Un cuarto sencillo - Cuento corto

 


UN CUARTO SENCILLO 

Luis Hernán Carmona nació el 17 de marzo de 1985 en Santiago de Chile, y desde entonces había llevado una vida marcada por los contrastes: momentos de tranquilidad junto a su familia y su hijo, y otros llenos de lucha interior. Vivía en un departamento amplio, ubicado en Providencia, en el número 23. Compartía ese hogar con sus padres y con su hijo, formando una familia que, a pesar de los desafíos, se mantenía unida. Su hermana Consuelo, en cambio, llevaba una vida completamente distinta al otro lado del mundo. Residente en Estados Unidos, era una paracaidista profesional que amaba el peligro, los desafíos extremos y las experiencias que hacían temblar el corazón.

El padre de Luis era un hombre dedicado, cirujano dentista egresado de la Universidad de Chile. Tenía una pequeña clínica dental a dos cuadras de la casa, a la cual siempre iba caminando, orgulloso de la carrera que había construido, aunque ya estaba cerca de la jubilación. Su madre, por otro lado, era una mujer con una mente brillante: ingeniera comercial formada en la Universidad de Arica, donde siempre destacó por su promedio académico. El departamento en el que vivían pertenecía a ella. Era grande, luminoso y contaba con un patio con forma de L que solía llenarse de plantas y macetas en primavera.

Luis tenía su propia pieza, orientada al oriente, desde donde observaba cada mañana un edificio de ladrillo frente a su ventana. Decía, con una convicción especial, que su ventana nunca mentía. Era allí, en ese espacio personal, donde escribía sus cuentos y poemas, con la esperanza de algún día publicarlos y que su voz llegara al mundo. Su escritorio de madera era su refugio creativo, rodeado de cuadros que colgaban en las paredes como testigos silenciosos de sus ideas.
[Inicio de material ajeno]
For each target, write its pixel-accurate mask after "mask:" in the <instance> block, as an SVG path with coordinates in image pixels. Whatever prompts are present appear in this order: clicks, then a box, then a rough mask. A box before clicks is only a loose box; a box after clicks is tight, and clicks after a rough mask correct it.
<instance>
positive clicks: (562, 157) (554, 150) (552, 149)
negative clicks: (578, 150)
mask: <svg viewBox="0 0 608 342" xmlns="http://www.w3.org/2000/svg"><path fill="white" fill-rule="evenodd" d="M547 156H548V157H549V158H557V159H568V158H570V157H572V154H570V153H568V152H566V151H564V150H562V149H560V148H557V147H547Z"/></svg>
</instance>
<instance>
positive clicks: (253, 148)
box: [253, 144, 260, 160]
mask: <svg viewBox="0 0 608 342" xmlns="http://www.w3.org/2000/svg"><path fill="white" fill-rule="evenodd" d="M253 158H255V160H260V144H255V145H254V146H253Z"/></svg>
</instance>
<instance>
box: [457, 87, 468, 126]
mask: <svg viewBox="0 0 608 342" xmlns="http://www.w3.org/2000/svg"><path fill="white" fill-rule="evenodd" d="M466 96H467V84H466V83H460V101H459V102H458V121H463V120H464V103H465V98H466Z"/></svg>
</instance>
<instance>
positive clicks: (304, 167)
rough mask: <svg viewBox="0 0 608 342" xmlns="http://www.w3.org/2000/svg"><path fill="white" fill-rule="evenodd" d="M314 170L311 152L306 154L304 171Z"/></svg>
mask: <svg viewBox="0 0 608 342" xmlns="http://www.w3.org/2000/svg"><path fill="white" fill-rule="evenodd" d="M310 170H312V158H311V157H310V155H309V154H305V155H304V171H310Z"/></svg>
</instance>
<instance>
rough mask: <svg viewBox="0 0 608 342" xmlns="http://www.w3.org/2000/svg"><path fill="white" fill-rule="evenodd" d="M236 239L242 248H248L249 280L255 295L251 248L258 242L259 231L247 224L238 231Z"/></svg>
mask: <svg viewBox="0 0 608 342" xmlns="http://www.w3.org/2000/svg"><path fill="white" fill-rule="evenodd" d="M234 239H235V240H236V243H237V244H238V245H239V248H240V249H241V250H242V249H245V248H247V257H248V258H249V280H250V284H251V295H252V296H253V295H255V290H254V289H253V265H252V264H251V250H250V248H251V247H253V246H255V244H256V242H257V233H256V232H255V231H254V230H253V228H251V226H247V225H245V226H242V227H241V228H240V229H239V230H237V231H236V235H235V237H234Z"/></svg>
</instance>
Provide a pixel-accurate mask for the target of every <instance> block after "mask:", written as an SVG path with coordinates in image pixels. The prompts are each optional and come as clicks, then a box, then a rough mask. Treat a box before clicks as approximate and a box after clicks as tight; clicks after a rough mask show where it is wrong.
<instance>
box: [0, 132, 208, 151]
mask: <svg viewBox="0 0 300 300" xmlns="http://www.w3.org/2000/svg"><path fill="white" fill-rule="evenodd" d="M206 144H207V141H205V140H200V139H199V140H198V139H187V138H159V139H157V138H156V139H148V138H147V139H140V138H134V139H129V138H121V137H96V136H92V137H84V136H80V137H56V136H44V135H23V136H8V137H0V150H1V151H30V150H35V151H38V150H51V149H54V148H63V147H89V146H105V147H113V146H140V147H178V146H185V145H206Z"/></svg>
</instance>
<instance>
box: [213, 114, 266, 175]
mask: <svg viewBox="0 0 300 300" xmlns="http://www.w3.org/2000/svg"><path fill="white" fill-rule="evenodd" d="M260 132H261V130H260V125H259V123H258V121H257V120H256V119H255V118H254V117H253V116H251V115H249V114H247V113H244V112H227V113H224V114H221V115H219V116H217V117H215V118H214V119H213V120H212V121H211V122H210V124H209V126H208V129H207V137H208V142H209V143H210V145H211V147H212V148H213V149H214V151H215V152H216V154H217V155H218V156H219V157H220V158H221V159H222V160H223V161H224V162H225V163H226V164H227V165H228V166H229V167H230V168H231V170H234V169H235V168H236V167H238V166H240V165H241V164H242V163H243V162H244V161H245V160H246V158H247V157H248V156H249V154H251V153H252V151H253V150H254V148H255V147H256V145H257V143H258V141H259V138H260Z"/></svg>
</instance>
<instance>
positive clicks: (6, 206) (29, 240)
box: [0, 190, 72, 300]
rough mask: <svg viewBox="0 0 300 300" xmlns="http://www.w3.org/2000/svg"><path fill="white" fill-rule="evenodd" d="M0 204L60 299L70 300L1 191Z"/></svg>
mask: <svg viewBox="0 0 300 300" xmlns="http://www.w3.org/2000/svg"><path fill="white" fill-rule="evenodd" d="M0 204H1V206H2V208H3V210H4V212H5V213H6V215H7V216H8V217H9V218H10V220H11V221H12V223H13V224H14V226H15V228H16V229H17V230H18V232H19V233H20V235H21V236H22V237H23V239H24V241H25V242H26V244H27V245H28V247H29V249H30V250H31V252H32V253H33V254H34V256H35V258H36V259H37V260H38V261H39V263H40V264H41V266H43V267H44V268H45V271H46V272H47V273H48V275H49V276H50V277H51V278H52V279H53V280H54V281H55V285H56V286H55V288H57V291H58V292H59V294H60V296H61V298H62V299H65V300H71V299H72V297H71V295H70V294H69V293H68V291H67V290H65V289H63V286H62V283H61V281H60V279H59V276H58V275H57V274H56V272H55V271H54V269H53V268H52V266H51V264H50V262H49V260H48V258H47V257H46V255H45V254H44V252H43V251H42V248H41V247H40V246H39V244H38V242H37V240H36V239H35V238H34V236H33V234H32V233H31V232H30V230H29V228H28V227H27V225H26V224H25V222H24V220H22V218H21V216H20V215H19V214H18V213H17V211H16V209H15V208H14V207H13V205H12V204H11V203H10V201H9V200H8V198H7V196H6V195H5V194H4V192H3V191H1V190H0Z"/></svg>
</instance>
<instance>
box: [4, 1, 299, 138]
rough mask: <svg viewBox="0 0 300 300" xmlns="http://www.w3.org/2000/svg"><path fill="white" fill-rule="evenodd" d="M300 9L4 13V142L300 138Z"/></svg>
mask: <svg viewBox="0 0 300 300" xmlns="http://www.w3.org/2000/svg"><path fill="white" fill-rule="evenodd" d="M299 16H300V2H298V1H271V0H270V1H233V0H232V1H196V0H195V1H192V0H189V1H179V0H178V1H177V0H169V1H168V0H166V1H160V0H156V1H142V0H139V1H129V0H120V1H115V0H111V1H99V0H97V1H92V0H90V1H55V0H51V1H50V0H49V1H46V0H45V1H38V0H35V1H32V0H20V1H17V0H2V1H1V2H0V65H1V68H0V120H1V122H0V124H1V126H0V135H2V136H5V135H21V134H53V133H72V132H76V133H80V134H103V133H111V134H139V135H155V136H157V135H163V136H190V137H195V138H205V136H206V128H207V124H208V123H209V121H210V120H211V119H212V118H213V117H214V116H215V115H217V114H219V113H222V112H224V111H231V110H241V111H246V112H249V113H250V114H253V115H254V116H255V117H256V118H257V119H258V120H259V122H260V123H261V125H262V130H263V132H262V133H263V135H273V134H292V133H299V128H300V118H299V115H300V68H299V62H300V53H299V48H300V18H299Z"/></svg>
Consuelo, su hermana, se había titulado de Arte en la Universidad Finis Terrae. Aunque en los últimos años había dejado de pintar con la misma frecuencia, Luis siempre creyó que volvería a hacerlo, porque sus pinturas eran, simplemente, hermosas. Mientras tanto, él se ganaba la vida como taxista. Tenía un Kia Cerato automático al que cariñosamente llamaba Tiburón martillo. Ese auto no era solo una herramienta de trabajo, sino una especie de compañero en sus recorridos por la ciudad.
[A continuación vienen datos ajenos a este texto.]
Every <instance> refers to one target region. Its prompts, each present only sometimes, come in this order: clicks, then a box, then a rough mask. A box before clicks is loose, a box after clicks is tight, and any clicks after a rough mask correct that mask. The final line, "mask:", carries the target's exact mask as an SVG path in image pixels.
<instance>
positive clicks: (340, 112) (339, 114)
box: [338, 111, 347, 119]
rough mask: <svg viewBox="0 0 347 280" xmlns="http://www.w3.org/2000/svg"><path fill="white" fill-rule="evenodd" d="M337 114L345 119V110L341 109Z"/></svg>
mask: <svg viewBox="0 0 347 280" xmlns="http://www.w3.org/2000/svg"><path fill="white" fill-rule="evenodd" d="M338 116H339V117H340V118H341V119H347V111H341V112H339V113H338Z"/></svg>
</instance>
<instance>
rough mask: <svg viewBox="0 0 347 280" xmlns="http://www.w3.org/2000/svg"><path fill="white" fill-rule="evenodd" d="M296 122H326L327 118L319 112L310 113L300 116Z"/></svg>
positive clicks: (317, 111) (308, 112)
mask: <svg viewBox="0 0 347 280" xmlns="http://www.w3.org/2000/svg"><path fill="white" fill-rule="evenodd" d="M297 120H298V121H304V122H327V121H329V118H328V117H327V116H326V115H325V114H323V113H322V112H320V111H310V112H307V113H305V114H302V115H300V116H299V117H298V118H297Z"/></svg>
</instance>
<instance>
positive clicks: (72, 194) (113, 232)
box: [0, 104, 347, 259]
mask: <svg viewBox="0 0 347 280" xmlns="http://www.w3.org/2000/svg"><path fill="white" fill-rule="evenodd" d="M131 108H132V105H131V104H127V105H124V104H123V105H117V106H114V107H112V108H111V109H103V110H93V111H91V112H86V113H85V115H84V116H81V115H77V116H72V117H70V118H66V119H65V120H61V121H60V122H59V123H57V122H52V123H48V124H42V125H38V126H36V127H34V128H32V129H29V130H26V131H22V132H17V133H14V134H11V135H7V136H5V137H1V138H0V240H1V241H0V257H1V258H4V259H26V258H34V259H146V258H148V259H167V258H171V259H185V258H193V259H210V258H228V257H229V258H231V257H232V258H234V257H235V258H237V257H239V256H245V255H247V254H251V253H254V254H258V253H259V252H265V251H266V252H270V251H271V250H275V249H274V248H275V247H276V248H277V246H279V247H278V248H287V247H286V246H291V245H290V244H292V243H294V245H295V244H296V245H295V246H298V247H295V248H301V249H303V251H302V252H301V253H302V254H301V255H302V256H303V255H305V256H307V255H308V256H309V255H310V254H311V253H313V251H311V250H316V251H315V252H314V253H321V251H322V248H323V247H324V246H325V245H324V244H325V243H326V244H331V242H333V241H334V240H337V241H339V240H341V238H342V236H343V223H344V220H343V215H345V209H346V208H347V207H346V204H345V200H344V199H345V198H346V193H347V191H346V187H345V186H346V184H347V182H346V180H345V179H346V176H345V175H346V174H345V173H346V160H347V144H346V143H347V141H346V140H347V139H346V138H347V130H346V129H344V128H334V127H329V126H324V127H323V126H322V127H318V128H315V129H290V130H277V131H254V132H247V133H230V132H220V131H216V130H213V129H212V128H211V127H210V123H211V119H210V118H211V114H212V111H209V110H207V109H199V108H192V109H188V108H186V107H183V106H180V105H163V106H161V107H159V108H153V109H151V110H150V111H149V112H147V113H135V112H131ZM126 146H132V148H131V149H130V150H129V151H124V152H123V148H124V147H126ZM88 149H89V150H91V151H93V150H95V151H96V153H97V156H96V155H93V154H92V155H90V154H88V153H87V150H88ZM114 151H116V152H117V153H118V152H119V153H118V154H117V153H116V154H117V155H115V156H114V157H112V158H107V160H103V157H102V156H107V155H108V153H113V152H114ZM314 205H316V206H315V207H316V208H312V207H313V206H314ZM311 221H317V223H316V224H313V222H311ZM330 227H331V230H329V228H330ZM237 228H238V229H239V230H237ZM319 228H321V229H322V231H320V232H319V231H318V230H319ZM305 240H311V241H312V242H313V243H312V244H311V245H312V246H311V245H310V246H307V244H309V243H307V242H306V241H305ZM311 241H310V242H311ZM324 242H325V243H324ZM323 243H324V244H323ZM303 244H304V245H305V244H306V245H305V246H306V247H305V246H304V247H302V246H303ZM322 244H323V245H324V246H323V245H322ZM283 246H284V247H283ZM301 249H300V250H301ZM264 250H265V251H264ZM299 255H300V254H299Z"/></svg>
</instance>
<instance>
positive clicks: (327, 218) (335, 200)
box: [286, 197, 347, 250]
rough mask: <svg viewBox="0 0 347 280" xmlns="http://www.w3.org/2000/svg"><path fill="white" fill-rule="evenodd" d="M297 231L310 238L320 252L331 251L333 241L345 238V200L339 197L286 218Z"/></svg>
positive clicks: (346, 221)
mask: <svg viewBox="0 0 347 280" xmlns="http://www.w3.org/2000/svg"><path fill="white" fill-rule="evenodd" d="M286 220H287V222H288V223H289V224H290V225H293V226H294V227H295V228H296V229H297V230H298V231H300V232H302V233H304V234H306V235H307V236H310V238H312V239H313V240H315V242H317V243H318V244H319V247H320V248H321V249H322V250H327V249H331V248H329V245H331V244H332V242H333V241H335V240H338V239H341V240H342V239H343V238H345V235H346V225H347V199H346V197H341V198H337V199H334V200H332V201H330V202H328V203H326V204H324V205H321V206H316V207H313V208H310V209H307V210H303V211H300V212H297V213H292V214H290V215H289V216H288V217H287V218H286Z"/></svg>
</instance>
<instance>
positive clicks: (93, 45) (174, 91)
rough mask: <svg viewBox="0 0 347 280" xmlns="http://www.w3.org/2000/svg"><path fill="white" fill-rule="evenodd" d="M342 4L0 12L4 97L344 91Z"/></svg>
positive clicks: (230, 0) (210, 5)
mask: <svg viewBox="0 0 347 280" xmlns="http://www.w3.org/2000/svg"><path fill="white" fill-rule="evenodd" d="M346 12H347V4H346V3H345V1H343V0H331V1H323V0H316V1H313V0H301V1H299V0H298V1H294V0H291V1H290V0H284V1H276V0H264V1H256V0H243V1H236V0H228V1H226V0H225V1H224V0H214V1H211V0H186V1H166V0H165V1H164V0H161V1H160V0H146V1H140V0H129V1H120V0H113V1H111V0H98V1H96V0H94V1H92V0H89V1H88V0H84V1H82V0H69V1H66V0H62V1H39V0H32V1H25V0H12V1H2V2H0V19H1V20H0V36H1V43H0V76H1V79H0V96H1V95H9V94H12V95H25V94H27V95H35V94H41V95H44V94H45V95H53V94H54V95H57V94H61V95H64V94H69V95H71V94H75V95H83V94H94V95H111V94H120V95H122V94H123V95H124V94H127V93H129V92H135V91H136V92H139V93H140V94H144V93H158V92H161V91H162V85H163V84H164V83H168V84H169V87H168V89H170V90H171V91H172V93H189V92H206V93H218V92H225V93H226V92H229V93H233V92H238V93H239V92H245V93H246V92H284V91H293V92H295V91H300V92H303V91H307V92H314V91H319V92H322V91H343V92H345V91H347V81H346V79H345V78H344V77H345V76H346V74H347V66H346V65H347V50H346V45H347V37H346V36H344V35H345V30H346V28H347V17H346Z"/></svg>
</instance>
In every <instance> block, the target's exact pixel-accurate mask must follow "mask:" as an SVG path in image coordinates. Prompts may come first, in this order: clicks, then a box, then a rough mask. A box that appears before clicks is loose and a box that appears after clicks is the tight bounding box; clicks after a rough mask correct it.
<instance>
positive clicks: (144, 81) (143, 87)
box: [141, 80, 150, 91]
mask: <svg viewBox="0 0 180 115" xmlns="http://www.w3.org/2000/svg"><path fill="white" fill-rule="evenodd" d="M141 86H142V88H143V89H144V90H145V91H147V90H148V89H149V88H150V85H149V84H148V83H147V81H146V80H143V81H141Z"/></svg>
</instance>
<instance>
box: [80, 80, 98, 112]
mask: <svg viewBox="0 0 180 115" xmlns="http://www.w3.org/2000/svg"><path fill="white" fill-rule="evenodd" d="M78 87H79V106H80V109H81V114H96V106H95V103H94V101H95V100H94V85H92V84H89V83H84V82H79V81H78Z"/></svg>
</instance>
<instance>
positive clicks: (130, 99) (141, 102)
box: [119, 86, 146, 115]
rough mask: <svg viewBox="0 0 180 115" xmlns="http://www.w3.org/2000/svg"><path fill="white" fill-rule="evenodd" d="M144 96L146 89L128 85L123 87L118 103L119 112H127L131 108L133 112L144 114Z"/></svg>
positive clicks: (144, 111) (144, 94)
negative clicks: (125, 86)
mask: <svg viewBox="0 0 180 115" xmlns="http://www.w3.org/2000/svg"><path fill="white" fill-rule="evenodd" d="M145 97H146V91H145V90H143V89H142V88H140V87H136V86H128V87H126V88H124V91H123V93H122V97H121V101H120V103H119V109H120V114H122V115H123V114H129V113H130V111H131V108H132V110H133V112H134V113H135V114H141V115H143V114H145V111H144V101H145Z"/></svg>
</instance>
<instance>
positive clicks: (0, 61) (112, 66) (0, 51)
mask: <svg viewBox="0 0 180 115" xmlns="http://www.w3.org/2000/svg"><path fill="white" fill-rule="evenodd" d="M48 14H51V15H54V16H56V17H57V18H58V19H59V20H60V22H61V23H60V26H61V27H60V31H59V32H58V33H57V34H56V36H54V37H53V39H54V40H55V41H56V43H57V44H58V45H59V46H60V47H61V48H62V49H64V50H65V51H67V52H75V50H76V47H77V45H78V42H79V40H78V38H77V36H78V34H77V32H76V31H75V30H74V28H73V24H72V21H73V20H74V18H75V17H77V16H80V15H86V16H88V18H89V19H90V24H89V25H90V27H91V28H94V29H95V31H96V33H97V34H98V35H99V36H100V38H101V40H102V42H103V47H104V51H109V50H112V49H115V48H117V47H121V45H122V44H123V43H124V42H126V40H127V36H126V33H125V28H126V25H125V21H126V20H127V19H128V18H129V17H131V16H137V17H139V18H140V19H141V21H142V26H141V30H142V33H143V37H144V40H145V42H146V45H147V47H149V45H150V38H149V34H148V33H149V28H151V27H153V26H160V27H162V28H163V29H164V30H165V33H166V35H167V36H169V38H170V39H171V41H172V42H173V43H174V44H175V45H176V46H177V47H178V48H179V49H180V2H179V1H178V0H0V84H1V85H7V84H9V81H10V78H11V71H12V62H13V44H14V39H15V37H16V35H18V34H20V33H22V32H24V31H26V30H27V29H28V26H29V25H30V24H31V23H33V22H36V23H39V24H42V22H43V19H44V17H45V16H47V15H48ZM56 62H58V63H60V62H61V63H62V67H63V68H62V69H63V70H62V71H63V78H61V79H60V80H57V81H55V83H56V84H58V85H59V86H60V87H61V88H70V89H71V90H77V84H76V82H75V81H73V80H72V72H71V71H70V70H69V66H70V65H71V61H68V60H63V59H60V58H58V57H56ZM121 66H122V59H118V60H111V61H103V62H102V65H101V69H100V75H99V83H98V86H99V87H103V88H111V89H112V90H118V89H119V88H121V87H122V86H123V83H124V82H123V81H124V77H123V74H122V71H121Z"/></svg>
Cada día, Luis cumplía con un ritual: iba a buscar a su tía Nora, la hermana de su madre, y juntos pasaban a recoger a Luciano Aristegui, un niño de ocho años que era hijo de su primo Meme, un psicólogo reconocido en el barrio. Luciano era un niño encantador, curioso y con una gran pasión por los animales. Además, era fanático de Mario Bros, algo que a Luis le hacía gracia.

Pero, más allá de su trabajo, Luis tenía un corazón de escritor. Soñaba con crear un libro de cuentos que capturara los mejores recuerdos del mundo. Sin embargo, había una barrera que lo atormentaba: podía escribir sin descanso, pero no lograba terminar sus historias como él deseaba. “No puedo terminarlos con cabalidad”, se decía a sí mismo una y otra vez. Había asistido a talleres de literatura, escuchado con atención a sus profesores, pero el bloqueo persistía.

Parte de esa dificultad se debía a un problema lingüístico y, sobre todo, a su mala memoria. Luis había sido sometido a tres sesiones de electroshock en un hospital psiquiátrico, un tratamiento que, según él, le había arrebatado fragmentos de su vida. Para él, esos procedimientos eran lo peor que existía en el universo. “La memoria es lo más sagrado que tiene una persona”, pensaba con tristeza.

A menudo recordaba a otros pacientes que habían pasado por lo mismo: muchos quedaban en la calle, sin dientes, sin poder estudiar ni trabajar, convertidos en sombras de lo que alguna vez fueron. Nadie podía demandar, porque contratar un abogado era demasiado caro y la gente quedaba indefensa ante lo que él consideraba un abuso. Aun así, a pesar de todo el dolor, Luis se sentía feliz cuando escribía. Tal vez sus cuentos y poemas no eran perfectos, pero en ellos encontraba una razón para seguir adelante.

Una noche cualquiera, tras un día largo de trabajo, decidió descansar. Se sentía agotado, pero antes de dormir quería darse un respiro: enrolló un cigarro de marihuana, encendió su computador y comenzó a escuchar música en YouTube. Tenía un gusto variado: hip hop, funk, rock pesado, reggae, electrónica y, cuando quería algo más profundo, música clásica.

Además, llevaba un blog donde publicaba sus relatos gratuitamente, corazóndemartillo.blogspot.com. Allí compartía cuentos inspirados en culturas de Japón, Brasil, Estados Unidos, Francia, Irlanda, Escocia, y por supuesto, Chile. Aunque su meta era convertirse en un escritor famoso, reconocía que le faltaba mucho por mejorar. “Me falta talento”, solía decirse, aunque en el fondo, su corazón ardía con la esperanza de que un día sus palabras conectaran con miles de lectores.

Era lunes, y como cada semana, debía asistir a sus sesiones de terapia ocupacional en Redgesam. Allí lo esperaba Catalina Vergara, su terapeuta, quien lo escuchaba con paciencia y registraba todo en su ficha clínica. Cada tres meses, además, debía conectarse por teleconsulta con su psiquiatra, el Dr. Burgos. Este le enviaba por correo electrónico la receta de su medicación: tomaba dos dosis diarias de olanzapina, ya que había sido diagnosticado con esquizofrenia crónica.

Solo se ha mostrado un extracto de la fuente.